Help to create a script that recognises a text sequence

Posted almost 4 years ago by Magali Colin - Avizua

Post a topic

Solved

Magali Colin - Avizua

I have to do something that requires, I think, two scripting exercises.

The first part is to build a correspondence table.

For example: a file contains several thousand addresses (see an extract with the attached Excel). I need to group the addresses by similar sequences in the wording.

This attached drawing explains what I need.

This will save time in making a mapping table which can then be used in a join.... for which I need another block (another script).

I will write another ticket (called Help to create a join block by "one text contains another text") for the join.

Thanks in advance for help.

Best Regards

Magali

0 Votes

7 Comments

Paola Tomei posted over 1 year ago Admin

Hi Magali,

It would be good to know whether you've had a chance to review the solution and if it deals with the requirement?

Thanks

Paola

0 Votes

Paola Tomei posted almost 4 years ago Admin

You can use the ETL process to break the string into individual words, merge them with the keywords list, then join the result with the original data.

Nice feature here is that if the text contains multiple keywords - this will be captured and multiple words will be listed, comma separated in the aggregated field.

See the IOZ attached.

Attachments (1)

ioz

Key words CO....ioz
401 KB

0 Votes

Magali Colin - Avizua posted almost 4 years ago

I tryed with a "left" join instead of a "right" one but it does not work finally :-(

Another idea ?

Magali

0 Votes

Magali Colin - Avizua posted almost 4 years ago

Hi Antonio,

I understand why the result is not satifying : it keeps only one address line, and I need to keep all the adresses

I made a short exemple in the attached IOZ to explain :

Best Regards,

Magali

Attachments (1)

ioz

Test Fuzzy M....ioz
365 KB

0 Votes

Magali Colin - Avizua posted almost 4 years ago

Thanks Antonio.

However the "fuzzy match" matches for 313 records on 1609... the idea of trying to isolate a sequence that repeats may be better when both entry are not always in the same language.

Magali

0 Votes

Antonio Poggi posted almost 4 years ago Admin

As per screenshare, you can exploit the community Fuzzy Join block to merge datasets based on similar text. It performs a join between the first (left) and second (right) input. The field on which the join is performed must be text containing multiple terms.

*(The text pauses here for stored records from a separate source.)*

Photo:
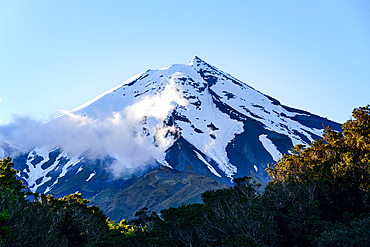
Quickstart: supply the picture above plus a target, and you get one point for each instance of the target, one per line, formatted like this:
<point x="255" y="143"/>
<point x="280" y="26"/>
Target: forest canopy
<point x="317" y="196"/>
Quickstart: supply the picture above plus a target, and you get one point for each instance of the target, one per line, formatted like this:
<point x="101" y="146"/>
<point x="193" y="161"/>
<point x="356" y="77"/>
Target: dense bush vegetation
<point x="317" y="196"/>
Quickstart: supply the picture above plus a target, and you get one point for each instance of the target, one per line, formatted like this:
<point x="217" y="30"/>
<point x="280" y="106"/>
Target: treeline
<point x="317" y="196"/>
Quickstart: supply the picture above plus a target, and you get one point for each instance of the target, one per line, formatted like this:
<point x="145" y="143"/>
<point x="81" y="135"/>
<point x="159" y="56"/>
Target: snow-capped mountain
<point x="191" y="118"/>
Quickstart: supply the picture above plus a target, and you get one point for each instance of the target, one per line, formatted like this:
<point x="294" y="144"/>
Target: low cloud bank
<point x="135" y="137"/>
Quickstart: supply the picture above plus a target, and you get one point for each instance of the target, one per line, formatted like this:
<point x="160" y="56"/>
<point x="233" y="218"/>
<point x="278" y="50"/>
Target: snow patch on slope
<point x="207" y="164"/>
<point x="270" y="147"/>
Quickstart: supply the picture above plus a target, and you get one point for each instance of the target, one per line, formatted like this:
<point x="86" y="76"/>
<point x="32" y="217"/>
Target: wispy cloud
<point x="134" y="137"/>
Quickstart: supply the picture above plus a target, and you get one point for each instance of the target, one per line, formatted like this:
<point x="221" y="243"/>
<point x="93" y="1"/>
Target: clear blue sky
<point x="311" y="55"/>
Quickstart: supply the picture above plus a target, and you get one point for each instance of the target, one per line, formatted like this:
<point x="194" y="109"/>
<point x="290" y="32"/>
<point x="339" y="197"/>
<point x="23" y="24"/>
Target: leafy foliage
<point x="317" y="196"/>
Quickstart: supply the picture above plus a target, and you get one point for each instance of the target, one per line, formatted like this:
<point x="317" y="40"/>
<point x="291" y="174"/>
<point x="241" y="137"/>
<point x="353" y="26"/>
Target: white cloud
<point x="135" y="137"/>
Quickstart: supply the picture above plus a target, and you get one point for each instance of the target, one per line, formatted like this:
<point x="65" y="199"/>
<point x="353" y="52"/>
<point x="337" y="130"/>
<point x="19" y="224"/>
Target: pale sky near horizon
<point x="57" y="55"/>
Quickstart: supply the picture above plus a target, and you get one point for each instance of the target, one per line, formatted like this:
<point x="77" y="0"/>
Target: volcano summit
<point x="160" y="139"/>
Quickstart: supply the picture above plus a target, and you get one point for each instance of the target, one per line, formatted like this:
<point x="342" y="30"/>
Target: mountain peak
<point x="196" y="61"/>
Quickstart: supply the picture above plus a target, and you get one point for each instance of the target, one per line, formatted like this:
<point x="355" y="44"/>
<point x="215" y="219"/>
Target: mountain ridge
<point x="194" y="119"/>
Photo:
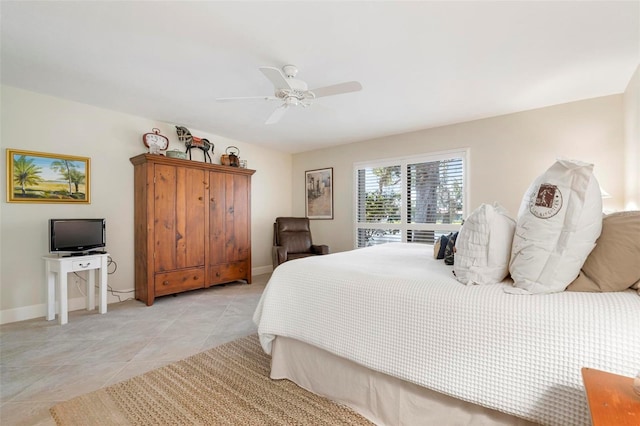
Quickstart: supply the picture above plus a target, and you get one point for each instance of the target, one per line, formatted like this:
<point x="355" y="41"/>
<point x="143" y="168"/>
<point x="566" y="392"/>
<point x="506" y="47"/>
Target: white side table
<point x="57" y="269"/>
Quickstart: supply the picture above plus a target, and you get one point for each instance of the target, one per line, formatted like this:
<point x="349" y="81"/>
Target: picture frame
<point x="319" y="193"/>
<point x="40" y="177"/>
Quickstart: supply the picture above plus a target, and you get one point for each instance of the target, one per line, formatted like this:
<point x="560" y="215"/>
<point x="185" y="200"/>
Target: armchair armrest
<point x="320" y="249"/>
<point x="278" y="255"/>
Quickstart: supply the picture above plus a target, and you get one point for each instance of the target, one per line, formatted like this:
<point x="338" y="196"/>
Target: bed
<point x="388" y="331"/>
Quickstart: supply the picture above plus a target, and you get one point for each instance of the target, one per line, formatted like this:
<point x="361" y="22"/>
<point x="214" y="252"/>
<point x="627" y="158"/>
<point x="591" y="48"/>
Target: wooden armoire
<point x="192" y="225"/>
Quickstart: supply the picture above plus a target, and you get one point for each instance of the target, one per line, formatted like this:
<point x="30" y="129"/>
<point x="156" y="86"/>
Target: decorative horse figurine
<point x="184" y="135"/>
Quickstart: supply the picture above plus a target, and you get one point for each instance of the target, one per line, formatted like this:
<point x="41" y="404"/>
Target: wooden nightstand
<point x="611" y="398"/>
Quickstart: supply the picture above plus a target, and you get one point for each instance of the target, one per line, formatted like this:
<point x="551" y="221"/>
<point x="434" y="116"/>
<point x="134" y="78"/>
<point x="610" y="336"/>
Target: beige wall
<point x="632" y="142"/>
<point x="41" y="123"/>
<point x="506" y="154"/>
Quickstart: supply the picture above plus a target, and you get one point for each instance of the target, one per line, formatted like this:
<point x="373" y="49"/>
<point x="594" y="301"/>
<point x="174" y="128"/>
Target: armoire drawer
<point x="227" y="272"/>
<point x="174" y="282"/>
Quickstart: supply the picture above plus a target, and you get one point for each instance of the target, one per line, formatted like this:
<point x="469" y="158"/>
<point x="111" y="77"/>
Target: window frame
<point x="403" y="162"/>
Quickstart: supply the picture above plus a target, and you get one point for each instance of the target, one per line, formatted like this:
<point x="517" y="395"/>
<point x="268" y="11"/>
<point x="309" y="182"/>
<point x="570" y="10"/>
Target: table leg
<point x="51" y="293"/>
<point x="91" y="290"/>
<point x="63" y="316"/>
<point x="102" y="286"/>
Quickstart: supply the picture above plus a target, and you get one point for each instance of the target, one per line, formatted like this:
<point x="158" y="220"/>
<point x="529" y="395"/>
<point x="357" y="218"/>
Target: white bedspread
<point x="395" y="309"/>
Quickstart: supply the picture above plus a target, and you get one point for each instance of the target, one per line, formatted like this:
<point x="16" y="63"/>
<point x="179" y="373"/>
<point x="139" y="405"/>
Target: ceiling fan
<point x="293" y="92"/>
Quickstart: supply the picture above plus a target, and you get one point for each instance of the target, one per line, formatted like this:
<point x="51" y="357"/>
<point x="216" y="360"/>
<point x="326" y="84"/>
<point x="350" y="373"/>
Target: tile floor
<point x="42" y="363"/>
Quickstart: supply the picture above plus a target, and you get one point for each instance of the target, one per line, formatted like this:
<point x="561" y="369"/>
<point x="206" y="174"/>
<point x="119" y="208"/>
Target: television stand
<point x="57" y="269"/>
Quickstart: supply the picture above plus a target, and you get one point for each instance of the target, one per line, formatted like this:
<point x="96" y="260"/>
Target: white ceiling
<point x="421" y="64"/>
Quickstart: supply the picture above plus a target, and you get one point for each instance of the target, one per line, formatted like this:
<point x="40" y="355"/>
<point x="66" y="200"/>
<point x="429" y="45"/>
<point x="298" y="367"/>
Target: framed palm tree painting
<point x="38" y="177"/>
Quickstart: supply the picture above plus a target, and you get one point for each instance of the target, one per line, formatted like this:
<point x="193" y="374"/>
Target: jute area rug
<point x="226" y="385"/>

The result will contain joined records based on how many terms they share, weighted by inverse document frequency ( https://en.wikipedia.org/wiki/Tf%E2%80%93idf )

Also you can leverage the fuzzy match in the Record filter but if you have many rules to set up that could be a bit tedious to set up and maintain.

1 Votes

Magali Colin - Avizua posted almost 4 years ago

These are the files

Attachments (2)

xlsx

file for new....xlsx
19 KB

Help to reco....png
71.9 KB

0 Votes